PhD candidate at LSE
I’m Andrea Herrera, a PhD candidate in Economic Geography at the London School of Economics (LSE). I study how urban planning and transport infrastructure shape housing markets and the spatial distribution of people and economic activity, using quantitative spatial models. I am also interested in the spatial determinants of intergenerational mobility, spatial inequality, environmental issues, and gender disparities.
This is my CV.
Contact me at a.herrera5@lse.ac.uk
Best Student Paper, 2025 Urban Economics Association North American Meeting.

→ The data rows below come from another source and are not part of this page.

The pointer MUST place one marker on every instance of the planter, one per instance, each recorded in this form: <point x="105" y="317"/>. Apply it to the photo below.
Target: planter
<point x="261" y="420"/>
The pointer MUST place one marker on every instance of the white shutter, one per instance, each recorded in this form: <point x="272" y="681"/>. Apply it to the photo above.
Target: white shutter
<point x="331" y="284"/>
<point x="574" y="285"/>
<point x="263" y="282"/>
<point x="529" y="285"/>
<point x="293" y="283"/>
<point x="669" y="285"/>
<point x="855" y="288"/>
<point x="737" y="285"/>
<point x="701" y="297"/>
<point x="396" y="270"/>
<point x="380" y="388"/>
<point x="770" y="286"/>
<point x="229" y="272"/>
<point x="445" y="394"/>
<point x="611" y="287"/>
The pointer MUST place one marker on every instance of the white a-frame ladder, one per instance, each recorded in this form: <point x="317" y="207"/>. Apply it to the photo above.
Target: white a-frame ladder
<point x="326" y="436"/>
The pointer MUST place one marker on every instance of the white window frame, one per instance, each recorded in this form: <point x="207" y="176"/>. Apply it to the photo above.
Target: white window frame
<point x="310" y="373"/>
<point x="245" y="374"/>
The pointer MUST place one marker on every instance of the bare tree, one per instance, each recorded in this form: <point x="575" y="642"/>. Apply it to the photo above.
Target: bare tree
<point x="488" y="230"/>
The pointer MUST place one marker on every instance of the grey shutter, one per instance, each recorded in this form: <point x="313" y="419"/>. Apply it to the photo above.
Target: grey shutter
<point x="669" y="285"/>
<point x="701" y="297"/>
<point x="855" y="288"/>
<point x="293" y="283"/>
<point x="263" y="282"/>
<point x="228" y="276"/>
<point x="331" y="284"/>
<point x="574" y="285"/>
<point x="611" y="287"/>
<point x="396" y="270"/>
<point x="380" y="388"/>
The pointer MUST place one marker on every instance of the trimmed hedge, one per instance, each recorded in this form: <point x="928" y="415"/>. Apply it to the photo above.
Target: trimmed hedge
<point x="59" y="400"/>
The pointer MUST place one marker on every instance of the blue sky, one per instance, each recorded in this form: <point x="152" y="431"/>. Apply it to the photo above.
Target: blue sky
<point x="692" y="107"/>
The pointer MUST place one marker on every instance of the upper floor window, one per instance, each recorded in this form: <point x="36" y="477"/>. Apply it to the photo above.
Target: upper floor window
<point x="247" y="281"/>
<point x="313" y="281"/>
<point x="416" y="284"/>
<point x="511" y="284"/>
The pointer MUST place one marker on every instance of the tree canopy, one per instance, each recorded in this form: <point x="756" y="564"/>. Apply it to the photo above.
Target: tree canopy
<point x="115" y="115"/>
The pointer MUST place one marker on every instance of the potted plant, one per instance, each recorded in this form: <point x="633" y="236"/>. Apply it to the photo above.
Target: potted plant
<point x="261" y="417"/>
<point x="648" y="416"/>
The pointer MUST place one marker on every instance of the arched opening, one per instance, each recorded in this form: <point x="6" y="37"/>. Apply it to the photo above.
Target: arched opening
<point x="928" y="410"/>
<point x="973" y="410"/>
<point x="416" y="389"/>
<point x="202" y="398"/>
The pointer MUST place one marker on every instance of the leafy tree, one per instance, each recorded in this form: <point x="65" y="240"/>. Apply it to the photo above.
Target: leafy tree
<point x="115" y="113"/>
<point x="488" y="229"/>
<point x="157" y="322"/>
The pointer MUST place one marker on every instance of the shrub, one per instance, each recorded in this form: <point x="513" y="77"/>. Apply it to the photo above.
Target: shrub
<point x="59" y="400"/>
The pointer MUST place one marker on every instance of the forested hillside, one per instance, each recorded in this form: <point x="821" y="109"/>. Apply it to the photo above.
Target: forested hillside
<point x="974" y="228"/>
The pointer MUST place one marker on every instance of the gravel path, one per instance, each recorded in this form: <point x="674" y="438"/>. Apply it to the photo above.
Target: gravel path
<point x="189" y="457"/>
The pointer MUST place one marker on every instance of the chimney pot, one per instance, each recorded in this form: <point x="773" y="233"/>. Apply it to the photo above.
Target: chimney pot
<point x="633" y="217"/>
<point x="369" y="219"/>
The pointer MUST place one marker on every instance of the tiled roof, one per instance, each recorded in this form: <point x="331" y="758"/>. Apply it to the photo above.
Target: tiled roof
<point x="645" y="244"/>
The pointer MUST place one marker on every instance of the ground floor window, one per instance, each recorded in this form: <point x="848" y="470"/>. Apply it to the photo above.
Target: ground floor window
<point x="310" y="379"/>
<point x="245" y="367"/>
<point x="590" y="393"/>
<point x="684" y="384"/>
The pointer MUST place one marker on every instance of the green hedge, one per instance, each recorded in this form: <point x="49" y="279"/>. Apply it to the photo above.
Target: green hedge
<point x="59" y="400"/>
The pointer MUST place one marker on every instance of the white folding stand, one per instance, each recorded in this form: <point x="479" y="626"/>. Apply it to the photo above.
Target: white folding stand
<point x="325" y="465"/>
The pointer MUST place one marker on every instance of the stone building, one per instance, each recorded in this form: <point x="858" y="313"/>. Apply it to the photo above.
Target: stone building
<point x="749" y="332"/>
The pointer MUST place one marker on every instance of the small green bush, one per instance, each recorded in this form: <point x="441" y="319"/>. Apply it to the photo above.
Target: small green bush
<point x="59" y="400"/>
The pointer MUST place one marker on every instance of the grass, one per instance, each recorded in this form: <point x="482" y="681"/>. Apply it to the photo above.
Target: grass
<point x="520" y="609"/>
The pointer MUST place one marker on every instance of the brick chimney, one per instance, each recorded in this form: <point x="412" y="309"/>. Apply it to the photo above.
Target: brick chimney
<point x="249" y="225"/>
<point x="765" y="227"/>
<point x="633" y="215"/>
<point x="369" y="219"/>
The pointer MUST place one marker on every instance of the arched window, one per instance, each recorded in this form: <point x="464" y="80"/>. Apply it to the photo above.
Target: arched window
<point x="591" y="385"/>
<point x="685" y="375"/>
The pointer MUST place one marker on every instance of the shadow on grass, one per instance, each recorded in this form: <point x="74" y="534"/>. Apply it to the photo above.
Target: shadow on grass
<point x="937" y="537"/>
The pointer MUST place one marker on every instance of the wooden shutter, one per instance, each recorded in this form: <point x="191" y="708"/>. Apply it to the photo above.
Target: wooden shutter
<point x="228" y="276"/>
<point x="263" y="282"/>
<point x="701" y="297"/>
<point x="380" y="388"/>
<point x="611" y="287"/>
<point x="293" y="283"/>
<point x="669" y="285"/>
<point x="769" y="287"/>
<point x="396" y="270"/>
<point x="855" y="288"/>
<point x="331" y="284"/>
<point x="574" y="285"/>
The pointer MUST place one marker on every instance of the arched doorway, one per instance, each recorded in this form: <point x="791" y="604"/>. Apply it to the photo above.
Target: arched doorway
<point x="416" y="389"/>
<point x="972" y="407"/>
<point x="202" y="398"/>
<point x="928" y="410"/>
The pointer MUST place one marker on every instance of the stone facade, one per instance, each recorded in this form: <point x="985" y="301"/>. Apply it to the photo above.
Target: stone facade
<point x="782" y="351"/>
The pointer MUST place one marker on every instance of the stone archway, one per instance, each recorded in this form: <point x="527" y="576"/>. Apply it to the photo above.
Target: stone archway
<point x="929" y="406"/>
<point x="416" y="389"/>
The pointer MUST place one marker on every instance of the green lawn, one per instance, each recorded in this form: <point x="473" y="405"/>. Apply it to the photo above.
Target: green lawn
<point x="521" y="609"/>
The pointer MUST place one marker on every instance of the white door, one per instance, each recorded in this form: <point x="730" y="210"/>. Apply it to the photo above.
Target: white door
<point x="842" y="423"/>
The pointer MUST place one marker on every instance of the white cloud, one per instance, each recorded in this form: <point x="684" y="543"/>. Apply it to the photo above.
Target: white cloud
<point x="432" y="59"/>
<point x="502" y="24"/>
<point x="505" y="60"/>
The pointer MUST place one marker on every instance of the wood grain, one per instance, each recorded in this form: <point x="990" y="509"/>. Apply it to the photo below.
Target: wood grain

Planning authorities often impose height limits to protect beauty, heritage, and iconic views. I use London’s Protected Vistas—height retrictions that preserve views of key landmarks—to estimate effects on building height, prices, and welfare. A boundary discontinuity design shows that tall buildings (over 18 m, per GLA) are 3–7% shorter inside corridors, with no change in average height across all buildings and no change in the share of tall buildings; effects are stronger where permissible height is less than 60 m. Prices are about 4% higher inside. The price gap could reflect (i) enhanced private landmark visibility, (ii) amenities of lower-rise environments, or (iii) a supply effect under imperfect mobility. Using a building-level visibility index, I find no improvement in private views within corridors, ruling out the view-hedonic channel. I then use the reduced-form estimates to run counterfactuals in a quantitative spatial model that updates both feasible floorspace and a local amenity term. The model attributes about 85% of the local price change to the amenity channel, with the remainder to supply; removing the caps shifts development toward commercial use and raises aggregate welfare by about 0.2%, with small citywide changes in prices and composition.
Submitted.
We estimate the impact of new transportation infrastructure on Santiago's housing market using historical microdata and instrumental variables. While subway and highway expansions generally boost residential floor space, housing units, and prices, the aggregate impact masks a heterogeneity driven by land-use regulations. In the wealthiest 20% of the city, highly restrictive regulations, such as low maximum Floor Area Ratios (FAR), effectively limit the impact on multi-family development. Conversely, in the remaining 80% of blocks, the zoning is more permissive, and the infrastructure investment leads to a substantial and homogeneous increase in residential floor space and housing units. These findings suggest that zoning in affluent areas prevents the densification that would otherwise follow major public investments, limiting the city's overall housing growth.